CONTACT: Dr. Richard Wood
Phone: + (1) 450-451-5924

CONTACT: Joanie Stevens-Schwenger
Phone: 503-540-1181

May 12, 2015 - Salem, Oregon 

When you are struggling with a gambling problem, sometimes you just need someone to talk to.

Beginning this month, the Oregon Lottery is teaming up with GamTalk to provide a free online support service for Oregonians with gambling issues.

GamTalk is an “online community” that provides an opportunity for people to anonymously discuss their own gambling issues or their concerns about a friend or relative. It also provides an easy way to find out about local services for problem gamblers.

A non-profit organization developed by psychologist Dr. Richard Wood, GamTalk has been operating successfully in Canada since 2008. Partnering with the Oregon Lottery will be the first time a U.S. lottery has adopted this service.

“We are thrilled to be partnering with the Oregon Lottery and through it provide our service to Oregonians,” said Dr. Wood. “GamTalk provides a great way to start talking about gambling issues. It can be such a relief to discover that you are not the only person who is going through this. We have a fantastic community of people who share their stories and offer friendly advice and support to others.”

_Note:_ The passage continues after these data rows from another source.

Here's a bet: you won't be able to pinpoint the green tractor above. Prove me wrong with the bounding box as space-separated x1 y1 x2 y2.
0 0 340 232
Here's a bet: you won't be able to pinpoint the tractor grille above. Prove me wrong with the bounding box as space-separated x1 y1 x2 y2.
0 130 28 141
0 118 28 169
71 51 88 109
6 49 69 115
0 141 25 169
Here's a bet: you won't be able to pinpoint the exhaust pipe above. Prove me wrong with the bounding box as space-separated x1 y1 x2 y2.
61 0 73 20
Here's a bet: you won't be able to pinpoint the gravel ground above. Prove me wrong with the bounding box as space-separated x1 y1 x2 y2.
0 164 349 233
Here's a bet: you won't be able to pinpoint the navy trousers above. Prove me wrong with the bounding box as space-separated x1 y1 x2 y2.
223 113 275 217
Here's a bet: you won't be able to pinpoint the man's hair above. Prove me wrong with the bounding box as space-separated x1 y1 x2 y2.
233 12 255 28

Assistant Lottery Director for Marketing and Retail Sales Stacy Shaw said, “The Oregon Lottery is committed to promoting responsible gambling and connecting problem gamblers with free help and treatment. A resource such as GamTalk is yet another way for gamblers to find services and support. We are making the service available on the Oregon Problem Gambling Resource website that we sponsor along with the Oregon Health Authority and gambling addiction service providers throughout the state.”

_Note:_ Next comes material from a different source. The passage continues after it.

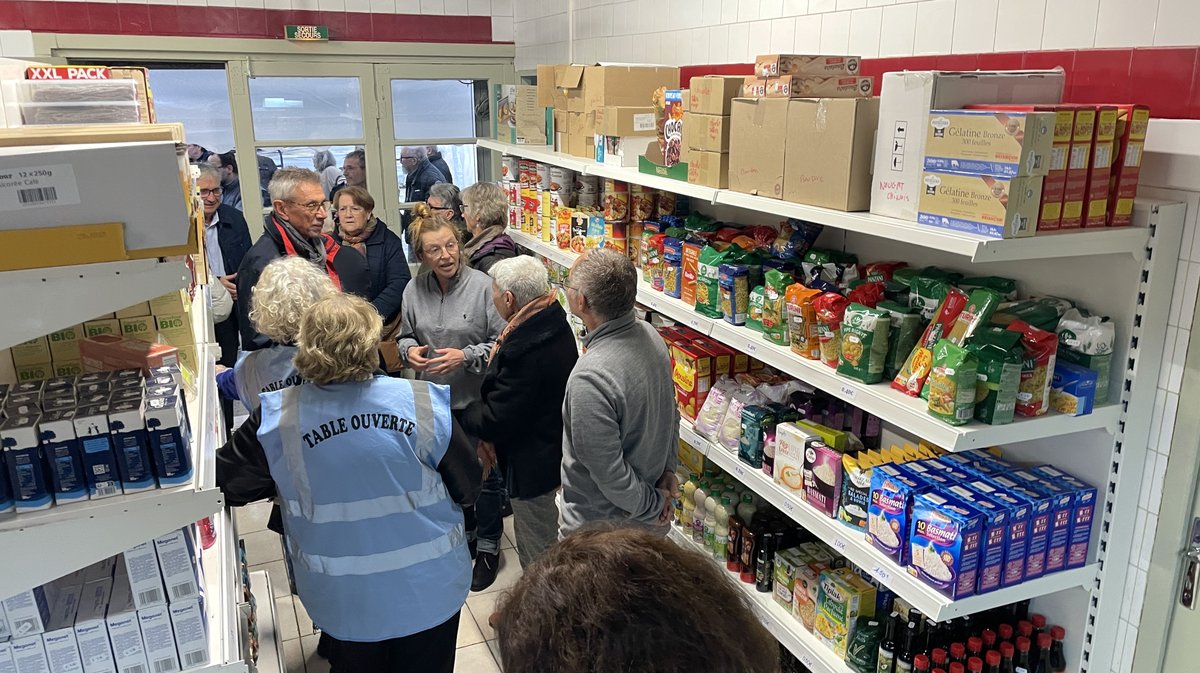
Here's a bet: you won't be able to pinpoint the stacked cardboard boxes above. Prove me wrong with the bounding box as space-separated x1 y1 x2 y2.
744 54 872 100
685 76 743 188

The anonymous nature of GamTalk makes it easier and less intimidating for people to discuss their gambling. Typically visitors to GamTalk start by reading about other peoples’ experiences and then talk about their own situation when they feel they are ready. It is an effective resource for people who can’t access support locally. It is also a helpful resource to use together with locally-provided services where available.

“We see that people are much more likely to seek local help when they have an opportunity to talk anonymously on GamTalk first,” added Dr. Wood.